3.3.3 Quantification of Task Difficulty
The previous experiments have constrained graph pairs to originate from the same domain (e.g., citation networks or social networks), under the assumption that these domains are not created equally; that some might be more (or less) challenging for ILP models to generalize between. In our final experiment which covers Hypothesis 1.4, we wish to empircally validate this assumption by comparing the generalization abilities of the examined ILP models with spectral distance measures between the source and target graphs. We will sample a fixed set of \(M\) model architectures and \(P\) source-target graph pairs, removing the domain constraint to allow for combinations of graphs from different domains (such as a citation network \(\to\) social network pair).

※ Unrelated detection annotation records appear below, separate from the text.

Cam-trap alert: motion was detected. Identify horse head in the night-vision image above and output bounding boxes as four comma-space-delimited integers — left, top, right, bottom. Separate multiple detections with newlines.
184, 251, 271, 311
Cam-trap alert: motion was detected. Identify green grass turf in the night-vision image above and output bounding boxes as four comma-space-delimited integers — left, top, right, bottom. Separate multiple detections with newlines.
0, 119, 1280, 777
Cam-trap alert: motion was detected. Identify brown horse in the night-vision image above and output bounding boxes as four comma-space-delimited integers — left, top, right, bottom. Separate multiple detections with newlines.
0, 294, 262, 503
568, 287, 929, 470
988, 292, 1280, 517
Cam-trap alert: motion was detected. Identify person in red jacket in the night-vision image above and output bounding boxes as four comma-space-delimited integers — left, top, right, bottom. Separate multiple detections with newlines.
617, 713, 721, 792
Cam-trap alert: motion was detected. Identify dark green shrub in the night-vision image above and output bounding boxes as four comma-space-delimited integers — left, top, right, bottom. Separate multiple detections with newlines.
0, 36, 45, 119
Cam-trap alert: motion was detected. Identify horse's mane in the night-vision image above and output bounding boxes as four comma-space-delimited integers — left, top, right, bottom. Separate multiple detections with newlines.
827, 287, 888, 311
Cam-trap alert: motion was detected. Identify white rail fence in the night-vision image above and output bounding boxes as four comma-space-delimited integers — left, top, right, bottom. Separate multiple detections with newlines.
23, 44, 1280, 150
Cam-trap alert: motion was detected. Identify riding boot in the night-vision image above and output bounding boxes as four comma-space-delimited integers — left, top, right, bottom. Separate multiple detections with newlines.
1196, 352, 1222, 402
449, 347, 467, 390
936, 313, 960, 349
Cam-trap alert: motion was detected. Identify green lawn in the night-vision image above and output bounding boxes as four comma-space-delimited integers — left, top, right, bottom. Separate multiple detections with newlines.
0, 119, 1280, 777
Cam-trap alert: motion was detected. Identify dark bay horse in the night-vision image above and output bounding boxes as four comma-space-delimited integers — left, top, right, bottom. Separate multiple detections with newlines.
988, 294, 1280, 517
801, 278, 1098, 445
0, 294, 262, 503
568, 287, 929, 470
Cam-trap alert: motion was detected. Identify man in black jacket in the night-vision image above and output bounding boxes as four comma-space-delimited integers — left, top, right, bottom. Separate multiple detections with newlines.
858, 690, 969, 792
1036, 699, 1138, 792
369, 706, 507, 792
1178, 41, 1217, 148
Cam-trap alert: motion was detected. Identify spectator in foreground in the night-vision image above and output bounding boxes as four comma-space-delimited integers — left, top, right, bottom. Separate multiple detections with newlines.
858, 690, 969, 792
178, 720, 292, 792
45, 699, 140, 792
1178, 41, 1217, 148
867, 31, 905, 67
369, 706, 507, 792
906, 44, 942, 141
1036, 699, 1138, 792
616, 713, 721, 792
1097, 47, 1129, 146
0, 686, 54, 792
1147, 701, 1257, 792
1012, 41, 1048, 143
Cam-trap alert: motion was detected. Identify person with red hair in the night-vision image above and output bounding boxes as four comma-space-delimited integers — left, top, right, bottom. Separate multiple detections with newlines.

For each configuration in \((m, (g_s, g_t)) \in M \times P\), we will evaluate the generalization ability of the model between the source and target \(\Delta_m\) as well as the spectral distance \(d(g_s,g_t)\). The null hypothesis \(H_\emptyset\) for this experiment suggests that there should be no correlation between \(\Delta_m\) and \(d(g_s,g_t)\), while the experimental hypothesis \(H_1\) expects a negative correlation between the spectral distance and generalization ability; that is, the more different two graphs are, the more difficult it will be to generalize between them.